On the Needles | All about Jane...

It's a happy Sunday in our home - the boys are lounging, hubby is assembling his new office chair and I'm writing out a new recipe for trial later today. We're having tacos for supper (yeah, tacos are kind of the best) and I've wanted to make homemade refried beans for a long time, so we'll see how it goes. Fingers. Are. Crossed. Of course I could just use an existing recipe, but that's just not how I roll. *wink*

Before the evening events get underway - supper prep, podcast prep, podcast recording, supper eating, settling in to watch TV - I'm going to get back at some knitting from last weekend. We talked about these projects in last week's podcast and I'm here to share a few more details... 

This is what happened last weekend and I'm getting back to work on all of these lovelies this weekend - it was only after all were cast on that I realized all 3 new projects were Jane Richmond designs. LOL! I still have a sweater that's in the naughty corner, but the sleeves are slowly getting knit (again), so I hope to show that off soon. In the meantime, I needed a wee bit of a knitting pick-me-up and this was my answer. Really, one naughty project justifies casting on 3 new ones - right?!
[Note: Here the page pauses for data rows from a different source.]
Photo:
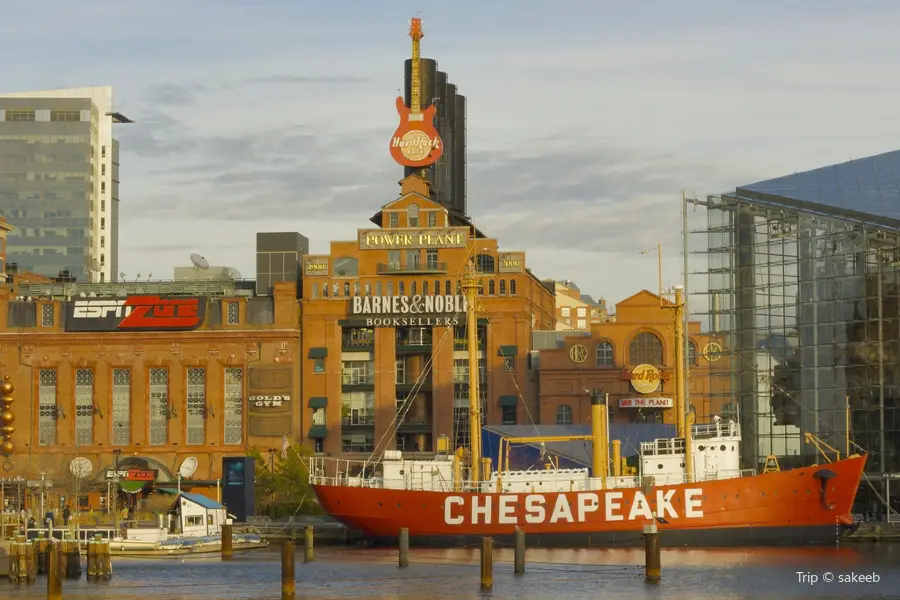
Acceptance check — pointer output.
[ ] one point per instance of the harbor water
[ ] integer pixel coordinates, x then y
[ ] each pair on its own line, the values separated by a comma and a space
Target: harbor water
852, 571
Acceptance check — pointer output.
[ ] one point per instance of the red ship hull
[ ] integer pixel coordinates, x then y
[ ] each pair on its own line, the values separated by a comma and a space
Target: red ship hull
799, 506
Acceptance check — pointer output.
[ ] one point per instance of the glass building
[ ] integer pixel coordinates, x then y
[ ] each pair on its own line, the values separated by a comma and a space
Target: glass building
802, 290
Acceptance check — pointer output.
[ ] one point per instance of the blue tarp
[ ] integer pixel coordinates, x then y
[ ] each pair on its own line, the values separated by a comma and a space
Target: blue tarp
572, 455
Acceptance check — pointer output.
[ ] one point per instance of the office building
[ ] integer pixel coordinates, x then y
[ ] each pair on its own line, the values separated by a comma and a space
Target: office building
59, 182
448, 175
802, 287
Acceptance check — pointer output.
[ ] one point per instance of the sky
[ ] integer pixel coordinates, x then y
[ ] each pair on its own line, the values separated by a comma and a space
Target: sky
586, 120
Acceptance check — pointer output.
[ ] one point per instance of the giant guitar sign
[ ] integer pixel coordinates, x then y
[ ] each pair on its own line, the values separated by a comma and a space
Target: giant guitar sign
416, 143
136, 313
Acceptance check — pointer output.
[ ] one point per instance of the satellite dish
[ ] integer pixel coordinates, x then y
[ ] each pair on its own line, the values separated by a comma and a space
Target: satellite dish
188, 467
198, 261
80, 467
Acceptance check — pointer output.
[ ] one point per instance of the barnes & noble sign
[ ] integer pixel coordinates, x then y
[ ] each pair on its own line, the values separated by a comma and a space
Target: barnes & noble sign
403, 311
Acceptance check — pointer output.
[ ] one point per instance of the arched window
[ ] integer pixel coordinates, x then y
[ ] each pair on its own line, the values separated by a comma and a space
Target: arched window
645, 348
484, 263
346, 266
563, 414
605, 355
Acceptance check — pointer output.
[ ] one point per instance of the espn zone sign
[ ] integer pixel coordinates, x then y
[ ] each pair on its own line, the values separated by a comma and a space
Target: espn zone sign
136, 313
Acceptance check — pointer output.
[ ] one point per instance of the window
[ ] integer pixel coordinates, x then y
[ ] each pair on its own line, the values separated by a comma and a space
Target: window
233, 313
233, 407
431, 258
47, 315
484, 263
605, 355
159, 406
346, 266
121, 407
645, 348
84, 407
196, 405
47, 406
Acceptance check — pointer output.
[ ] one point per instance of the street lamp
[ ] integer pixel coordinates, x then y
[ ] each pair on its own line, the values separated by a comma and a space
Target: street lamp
115, 495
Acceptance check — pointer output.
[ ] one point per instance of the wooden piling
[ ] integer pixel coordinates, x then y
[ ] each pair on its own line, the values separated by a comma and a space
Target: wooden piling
520, 552
30, 563
226, 541
54, 570
652, 562
22, 559
308, 554
13, 571
288, 585
487, 564
403, 543
71, 560
41, 550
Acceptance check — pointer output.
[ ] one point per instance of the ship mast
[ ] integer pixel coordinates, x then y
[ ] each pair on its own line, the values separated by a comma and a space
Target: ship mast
470, 287
684, 424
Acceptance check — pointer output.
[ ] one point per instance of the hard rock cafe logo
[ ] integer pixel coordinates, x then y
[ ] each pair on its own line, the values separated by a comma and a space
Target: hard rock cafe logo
578, 354
645, 379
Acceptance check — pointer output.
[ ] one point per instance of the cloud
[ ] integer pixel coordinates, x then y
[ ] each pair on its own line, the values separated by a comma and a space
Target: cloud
291, 79
168, 94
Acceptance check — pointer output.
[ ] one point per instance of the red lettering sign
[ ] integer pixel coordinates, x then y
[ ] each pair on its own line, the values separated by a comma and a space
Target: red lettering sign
153, 312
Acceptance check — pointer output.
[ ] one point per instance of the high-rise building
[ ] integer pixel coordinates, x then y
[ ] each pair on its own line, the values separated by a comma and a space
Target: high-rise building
448, 174
59, 182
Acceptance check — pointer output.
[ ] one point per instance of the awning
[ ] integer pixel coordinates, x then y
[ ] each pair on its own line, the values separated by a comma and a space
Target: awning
509, 401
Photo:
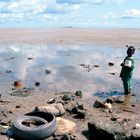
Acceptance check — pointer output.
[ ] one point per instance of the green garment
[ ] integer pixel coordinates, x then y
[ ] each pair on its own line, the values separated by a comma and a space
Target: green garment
126, 73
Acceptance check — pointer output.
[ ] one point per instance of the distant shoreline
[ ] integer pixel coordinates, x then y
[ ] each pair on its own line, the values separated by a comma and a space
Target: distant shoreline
71, 36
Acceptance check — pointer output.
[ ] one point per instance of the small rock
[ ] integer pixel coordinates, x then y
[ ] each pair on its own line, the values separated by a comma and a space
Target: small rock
66, 137
78, 93
80, 114
50, 101
98, 104
66, 98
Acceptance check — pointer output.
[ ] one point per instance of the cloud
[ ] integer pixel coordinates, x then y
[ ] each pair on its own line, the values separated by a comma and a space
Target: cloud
131, 13
110, 15
80, 1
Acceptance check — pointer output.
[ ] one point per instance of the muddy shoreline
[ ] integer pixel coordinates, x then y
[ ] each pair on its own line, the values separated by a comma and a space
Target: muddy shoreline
12, 106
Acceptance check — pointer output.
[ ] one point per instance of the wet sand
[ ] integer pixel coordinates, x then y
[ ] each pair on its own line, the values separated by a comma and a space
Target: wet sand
11, 106
113, 37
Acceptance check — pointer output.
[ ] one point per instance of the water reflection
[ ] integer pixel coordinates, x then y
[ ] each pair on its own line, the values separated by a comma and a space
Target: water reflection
64, 64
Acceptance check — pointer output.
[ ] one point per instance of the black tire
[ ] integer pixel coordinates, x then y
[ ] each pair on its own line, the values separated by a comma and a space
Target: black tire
43, 131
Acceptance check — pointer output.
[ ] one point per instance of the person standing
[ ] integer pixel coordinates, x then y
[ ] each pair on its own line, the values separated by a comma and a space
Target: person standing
127, 70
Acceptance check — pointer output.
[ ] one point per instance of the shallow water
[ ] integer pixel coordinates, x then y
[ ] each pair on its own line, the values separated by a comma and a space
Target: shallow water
69, 68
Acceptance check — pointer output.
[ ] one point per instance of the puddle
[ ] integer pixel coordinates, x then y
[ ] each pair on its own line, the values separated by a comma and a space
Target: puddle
65, 68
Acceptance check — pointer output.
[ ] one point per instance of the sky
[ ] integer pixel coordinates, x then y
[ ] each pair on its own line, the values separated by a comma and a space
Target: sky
70, 13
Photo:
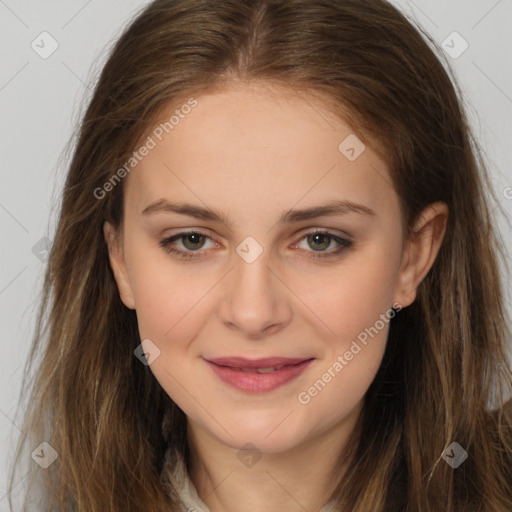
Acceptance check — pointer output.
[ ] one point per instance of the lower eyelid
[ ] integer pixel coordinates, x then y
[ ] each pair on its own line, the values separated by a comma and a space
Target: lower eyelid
342, 243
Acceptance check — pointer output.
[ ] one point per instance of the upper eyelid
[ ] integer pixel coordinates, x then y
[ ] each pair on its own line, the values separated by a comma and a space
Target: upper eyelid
303, 233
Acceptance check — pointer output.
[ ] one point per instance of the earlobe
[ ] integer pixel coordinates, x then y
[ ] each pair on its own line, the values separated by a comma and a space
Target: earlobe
421, 251
118, 265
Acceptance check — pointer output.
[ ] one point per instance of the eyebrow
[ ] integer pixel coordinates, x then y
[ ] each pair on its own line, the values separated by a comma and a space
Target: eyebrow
339, 207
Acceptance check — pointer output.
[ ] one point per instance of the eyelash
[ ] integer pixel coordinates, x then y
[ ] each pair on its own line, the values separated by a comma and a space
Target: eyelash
189, 255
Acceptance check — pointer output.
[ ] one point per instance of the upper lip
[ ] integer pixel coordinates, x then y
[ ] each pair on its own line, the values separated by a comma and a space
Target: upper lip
265, 362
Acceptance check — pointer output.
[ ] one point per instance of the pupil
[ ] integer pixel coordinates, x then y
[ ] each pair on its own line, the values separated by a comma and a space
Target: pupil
195, 236
319, 237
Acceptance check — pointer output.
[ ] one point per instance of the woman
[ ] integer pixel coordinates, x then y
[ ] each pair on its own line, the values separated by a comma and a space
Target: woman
274, 283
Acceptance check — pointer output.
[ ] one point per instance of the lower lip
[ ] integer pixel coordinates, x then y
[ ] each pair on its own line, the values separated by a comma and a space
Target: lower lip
254, 382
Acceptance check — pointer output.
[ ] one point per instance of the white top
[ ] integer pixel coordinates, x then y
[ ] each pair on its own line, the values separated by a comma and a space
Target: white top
174, 477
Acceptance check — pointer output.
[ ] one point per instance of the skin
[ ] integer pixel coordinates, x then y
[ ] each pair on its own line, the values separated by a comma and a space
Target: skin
253, 153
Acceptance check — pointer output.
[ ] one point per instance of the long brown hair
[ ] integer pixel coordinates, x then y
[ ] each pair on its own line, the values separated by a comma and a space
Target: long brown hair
444, 377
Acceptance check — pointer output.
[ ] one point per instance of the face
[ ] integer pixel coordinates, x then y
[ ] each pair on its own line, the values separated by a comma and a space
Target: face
267, 276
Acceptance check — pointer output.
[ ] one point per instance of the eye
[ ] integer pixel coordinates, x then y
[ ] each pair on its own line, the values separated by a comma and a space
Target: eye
194, 241
321, 240
191, 240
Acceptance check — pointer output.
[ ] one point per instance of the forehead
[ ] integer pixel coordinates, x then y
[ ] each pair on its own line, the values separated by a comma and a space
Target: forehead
253, 148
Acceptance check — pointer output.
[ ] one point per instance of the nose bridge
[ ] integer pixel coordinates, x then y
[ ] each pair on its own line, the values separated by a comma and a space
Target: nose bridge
256, 299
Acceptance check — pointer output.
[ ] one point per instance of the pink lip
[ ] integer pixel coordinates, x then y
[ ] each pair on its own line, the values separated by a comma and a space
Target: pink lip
253, 382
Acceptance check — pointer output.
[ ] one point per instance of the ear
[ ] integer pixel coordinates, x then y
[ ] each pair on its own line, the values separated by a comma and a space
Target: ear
118, 265
421, 251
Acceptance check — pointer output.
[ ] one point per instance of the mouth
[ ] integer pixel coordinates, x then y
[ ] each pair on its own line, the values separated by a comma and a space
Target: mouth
259, 375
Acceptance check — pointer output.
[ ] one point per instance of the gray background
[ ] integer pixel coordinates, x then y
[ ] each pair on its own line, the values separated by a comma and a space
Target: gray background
41, 100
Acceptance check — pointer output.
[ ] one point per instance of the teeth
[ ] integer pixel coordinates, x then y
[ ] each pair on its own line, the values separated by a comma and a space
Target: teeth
269, 369
266, 370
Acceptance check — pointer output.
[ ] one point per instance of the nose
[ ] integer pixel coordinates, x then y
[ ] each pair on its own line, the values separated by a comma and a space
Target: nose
256, 301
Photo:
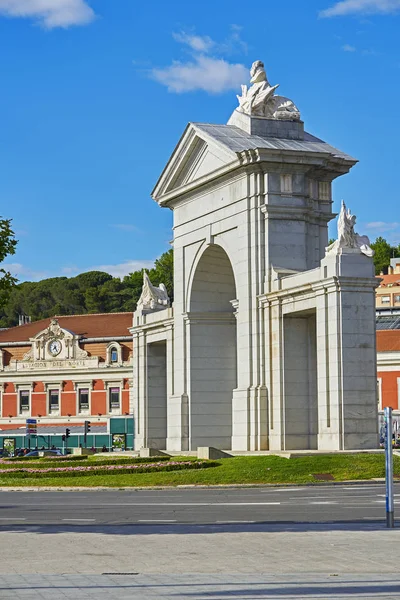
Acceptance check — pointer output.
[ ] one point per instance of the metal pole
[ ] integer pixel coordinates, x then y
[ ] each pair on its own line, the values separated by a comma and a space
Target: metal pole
389, 468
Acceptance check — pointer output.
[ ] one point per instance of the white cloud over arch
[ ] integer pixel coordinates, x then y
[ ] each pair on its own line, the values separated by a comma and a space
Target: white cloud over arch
361, 7
49, 13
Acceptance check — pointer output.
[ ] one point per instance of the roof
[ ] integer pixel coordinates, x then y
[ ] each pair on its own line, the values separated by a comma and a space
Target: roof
387, 279
388, 321
55, 429
388, 341
237, 140
87, 326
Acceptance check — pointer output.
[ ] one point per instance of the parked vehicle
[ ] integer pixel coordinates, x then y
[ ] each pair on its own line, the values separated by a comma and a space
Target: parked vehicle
44, 452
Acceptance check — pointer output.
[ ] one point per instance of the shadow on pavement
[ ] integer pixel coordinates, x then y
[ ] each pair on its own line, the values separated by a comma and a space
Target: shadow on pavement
246, 590
192, 529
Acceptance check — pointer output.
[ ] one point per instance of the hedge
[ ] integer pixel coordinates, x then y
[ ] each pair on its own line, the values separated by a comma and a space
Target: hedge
69, 461
118, 469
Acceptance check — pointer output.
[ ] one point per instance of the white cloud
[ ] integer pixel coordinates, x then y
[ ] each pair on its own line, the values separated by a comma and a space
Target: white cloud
213, 75
198, 43
126, 227
24, 273
122, 269
361, 7
49, 13
206, 69
348, 48
382, 226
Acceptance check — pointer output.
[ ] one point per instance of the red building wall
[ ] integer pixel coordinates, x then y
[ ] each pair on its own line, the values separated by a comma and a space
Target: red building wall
68, 399
99, 398
38, 400
389, 388
9, 400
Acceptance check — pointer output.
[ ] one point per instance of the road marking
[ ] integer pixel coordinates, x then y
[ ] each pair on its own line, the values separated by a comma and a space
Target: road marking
72, 519
156, 520
233, 522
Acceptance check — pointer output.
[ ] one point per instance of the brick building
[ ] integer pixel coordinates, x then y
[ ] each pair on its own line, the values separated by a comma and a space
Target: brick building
65, 370
388, 292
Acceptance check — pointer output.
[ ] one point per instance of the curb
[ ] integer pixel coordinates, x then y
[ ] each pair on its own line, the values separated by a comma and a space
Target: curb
193, 486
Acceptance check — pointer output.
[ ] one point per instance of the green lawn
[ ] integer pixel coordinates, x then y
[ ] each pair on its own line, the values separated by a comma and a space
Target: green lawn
238, 470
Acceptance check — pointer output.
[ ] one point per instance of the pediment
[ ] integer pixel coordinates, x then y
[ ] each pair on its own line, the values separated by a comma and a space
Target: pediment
53, 331
196, 157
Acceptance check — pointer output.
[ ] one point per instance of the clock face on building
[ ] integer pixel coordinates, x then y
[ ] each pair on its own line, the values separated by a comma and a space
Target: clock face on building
54, 347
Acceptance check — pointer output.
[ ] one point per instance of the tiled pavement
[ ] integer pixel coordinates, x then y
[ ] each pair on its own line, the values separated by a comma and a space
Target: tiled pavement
199, 586
249, 562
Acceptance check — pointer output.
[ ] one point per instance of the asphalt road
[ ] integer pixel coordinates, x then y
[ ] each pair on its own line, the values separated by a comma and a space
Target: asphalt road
197, 506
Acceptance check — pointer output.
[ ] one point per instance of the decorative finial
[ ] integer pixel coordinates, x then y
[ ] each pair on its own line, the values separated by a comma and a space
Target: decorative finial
152, 297
347, 237
260, 100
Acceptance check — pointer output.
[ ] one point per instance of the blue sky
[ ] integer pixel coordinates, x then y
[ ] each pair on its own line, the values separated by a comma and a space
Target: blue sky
96, 93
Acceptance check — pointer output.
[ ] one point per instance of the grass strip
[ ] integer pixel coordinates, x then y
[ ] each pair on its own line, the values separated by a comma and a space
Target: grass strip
232, 471
44, 462
102, 470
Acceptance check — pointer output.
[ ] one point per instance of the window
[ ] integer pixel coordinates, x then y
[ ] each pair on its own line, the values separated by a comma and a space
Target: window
54, 400
324, 190
83, 399
286, 184
114, 398
24, 397
114, 354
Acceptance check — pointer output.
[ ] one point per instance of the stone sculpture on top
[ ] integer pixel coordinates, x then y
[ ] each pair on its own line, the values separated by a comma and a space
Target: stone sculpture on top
260, 100
347, 237
152, 297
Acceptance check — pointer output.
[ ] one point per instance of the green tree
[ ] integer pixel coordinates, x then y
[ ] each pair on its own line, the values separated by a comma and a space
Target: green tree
90, 292
383, 253
8, 244
163, 272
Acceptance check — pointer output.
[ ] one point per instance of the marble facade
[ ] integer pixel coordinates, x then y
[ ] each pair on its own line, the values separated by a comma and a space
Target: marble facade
270, 342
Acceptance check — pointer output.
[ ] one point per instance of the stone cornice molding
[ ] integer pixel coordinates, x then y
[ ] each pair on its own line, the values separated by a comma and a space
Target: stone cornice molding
329, 285
388, 359
83, 384
140, 330
287, 212
210, 317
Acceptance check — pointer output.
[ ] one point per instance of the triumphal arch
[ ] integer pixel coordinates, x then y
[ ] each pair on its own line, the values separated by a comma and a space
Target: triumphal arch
270, 342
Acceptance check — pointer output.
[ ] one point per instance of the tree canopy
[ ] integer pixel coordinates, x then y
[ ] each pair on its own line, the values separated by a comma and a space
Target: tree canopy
8, 244
91, 292
383, 253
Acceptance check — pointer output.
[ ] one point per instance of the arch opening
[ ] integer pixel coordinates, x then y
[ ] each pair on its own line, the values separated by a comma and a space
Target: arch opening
212, 368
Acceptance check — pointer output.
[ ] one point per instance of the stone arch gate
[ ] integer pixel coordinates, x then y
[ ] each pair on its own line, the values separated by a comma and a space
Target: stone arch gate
270, 343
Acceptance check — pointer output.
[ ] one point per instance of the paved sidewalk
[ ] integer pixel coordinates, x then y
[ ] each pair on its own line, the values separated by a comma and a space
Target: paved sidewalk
194, 586
211, 562
163, 549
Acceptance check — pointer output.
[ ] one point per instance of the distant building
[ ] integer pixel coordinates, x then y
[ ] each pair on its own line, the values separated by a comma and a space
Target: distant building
388, 292
388, 348
65, 371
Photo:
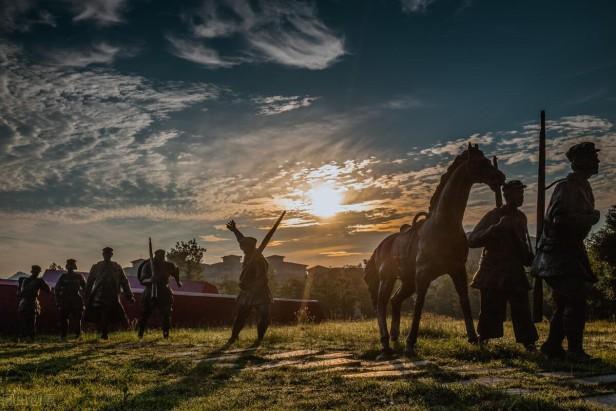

First up are those super-amazing-spectacular socks... the pattern is Climb (by Jane) and the yarn is Spun Right Round 80/20 SW Sport in Renee's classic Graffiti colorway - it's a fresh arrival at Firefly Fibers and this month's featured yarn for the Sock of the Month Club, so I had to cast on. This is the 4th time I've knit Climb and this pair is raveled as Sporty Climb


If you haven't tried Spun Right Round, you really should! We carry SW Sock and SW Sport Sock at the store, but it sells so fast and each skein is so unique that it's not currently available in our online shop. If you can't visit Firefly to see this gorgeous yarn in person, Renee has an Etsy shop that is sure to make you drool (a lot). 

The second project is the Clarke Pullover (also by Jane)... 

This is a sweater that is going to get a lot of use. We got a huge order of Tosh DK a few weeks back and I couldn't resist casting on Clarke. My color choices are similar to Jane's with Dirty Panther and Antler and it will be endlessly wearable, but a friend also cast one on and is using a rich purple that I can't wait to see knit up. Honestly, I'm already planning at least one more Clarke, but for now, this one is raveled as Classic B &W Clarke.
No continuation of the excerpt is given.